Measures to fight the spread of COVID-19 are expected to continue until at least July, according to a government document obtained by the National Post. The detail, written in a COVID-19 “Daily Sitrep Highlights” by Immigration, Refugees and Citizenship Canada on March 30, is the clearest government timeline to date on how long Canadians may have to endure measures to fight the pandemic.
The Globe takes a look at how Jean-Yves Duclos, president of the Treasury Board, is learning crisis management on the fly. The coronavirus crisis has turned the thoughtful, studious and rational Mr. Duclos, a former academic, into a key government spokesman at daily ministerial briefings and during frequent French and English-language media appearances.
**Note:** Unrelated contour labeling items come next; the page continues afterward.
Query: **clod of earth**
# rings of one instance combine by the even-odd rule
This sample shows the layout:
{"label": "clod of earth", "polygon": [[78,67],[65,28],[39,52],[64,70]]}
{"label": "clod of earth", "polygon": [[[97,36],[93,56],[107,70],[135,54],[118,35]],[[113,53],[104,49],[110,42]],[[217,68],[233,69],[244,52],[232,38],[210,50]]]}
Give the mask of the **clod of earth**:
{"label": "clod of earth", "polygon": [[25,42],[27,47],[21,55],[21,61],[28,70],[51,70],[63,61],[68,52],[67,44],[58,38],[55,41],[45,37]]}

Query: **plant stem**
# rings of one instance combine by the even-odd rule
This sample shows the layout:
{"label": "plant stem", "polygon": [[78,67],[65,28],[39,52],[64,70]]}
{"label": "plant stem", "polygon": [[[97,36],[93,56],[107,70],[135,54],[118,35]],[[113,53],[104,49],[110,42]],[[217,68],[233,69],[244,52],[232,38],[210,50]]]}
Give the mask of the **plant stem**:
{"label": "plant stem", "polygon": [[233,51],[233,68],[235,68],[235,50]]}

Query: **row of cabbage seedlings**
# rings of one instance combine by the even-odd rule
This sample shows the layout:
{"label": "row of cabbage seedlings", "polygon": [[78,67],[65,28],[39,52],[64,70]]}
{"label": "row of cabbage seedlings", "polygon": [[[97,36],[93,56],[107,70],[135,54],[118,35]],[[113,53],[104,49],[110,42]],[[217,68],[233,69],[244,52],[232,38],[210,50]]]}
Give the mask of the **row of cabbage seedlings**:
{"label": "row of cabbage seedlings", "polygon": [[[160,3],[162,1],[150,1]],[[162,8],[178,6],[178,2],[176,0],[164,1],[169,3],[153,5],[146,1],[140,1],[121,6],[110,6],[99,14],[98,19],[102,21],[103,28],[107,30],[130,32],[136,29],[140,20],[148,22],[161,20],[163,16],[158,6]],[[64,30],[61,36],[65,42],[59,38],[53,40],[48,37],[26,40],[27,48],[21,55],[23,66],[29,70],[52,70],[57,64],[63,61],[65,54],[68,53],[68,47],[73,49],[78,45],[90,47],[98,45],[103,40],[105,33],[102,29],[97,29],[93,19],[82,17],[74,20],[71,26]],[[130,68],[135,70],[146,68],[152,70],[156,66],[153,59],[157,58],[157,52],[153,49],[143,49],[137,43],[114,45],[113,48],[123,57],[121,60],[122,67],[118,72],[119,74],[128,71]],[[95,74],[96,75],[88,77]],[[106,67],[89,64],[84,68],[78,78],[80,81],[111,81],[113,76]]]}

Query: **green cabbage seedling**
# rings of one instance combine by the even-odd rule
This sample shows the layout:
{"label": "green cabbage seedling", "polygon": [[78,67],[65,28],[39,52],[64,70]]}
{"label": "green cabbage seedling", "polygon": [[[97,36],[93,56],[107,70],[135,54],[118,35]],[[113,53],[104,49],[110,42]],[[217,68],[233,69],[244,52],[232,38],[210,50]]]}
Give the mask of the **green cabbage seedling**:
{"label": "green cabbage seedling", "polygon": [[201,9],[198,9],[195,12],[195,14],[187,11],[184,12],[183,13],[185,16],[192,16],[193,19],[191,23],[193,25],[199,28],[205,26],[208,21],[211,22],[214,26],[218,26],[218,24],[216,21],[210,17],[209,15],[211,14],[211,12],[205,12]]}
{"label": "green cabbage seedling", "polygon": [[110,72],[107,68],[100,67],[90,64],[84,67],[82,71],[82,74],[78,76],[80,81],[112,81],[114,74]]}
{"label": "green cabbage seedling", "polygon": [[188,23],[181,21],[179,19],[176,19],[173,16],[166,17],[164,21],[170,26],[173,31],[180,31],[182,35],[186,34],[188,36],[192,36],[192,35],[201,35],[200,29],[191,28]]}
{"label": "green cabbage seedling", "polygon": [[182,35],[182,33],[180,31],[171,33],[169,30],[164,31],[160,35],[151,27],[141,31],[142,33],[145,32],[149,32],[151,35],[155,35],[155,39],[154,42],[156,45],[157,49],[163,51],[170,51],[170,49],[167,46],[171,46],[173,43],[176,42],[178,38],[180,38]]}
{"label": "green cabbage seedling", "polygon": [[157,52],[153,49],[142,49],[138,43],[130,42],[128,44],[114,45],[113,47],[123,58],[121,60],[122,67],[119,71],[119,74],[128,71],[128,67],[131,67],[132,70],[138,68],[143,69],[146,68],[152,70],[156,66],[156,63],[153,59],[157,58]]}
Truck drivers and couriers are being barred from restrooms as they deliver essential goods across Canada. Drivers say their services are welcomed by businesses, but their basic human needs, including the need to relieve themselves, aren’t being accommodated because of fears they’ll spread COVID-19.
André Picard (The Globe and Mail) on the face mask debate: “Mask-wearing must be complementary, not a substitute, to other actions. In short, the modified pandemic advice is essentially: a mask if you feel it necessary, but not necessarily a mask.”
Robyn Urback (The Globe and Mail) on enacting tomorrow’s physical distancing measures today: “For months, and especially in recent weeks as we’ve watched the novel coronavirus tear through northern Italy, epidemiologists and public-health experts have been warning us that the only way to get on top of the resulting COVID-19 disease is to get ahead of it. That is, to implement the measures today that will only really seem necessary weeks from now. If in the end, it looks like we overreacted, we can be confident that our containment efforts ultimately were successful.”
Andrew Coyne (The Globe and Mail) on saving Grandma or the economy: “Suppose, then, that social distancing succeeds in reducing the U.S. death toll from 2.2 million, the worst-case scenario, to ‘only’ 100,000. That’s a cool US$21-trillion in lives saved, worth about as much as the entire U.S. GDP. Save Grandma.”
Campbell Clark (The Globe and Mail) on deficit levels: “The bad news is that Canada will be running a deficit at First World War levels. The good news is we are not at Second World War levels yet. It is not cause for cheering, but it is still worth putting the enormous spike in federal spending and borrowing in historical perspective.”
Gary Mason (The Globe and Mail) on Donald Trump’s blink in the face of coronavirus reality: “Before our eyes, Mr. Trump has morphed from virus denier, to a president who has adopted wartime rhetoric in an effort to rally his country behind him in its collective fight against a mortal, invisible enemy. And so far, it’s worked out beyond most expectations.”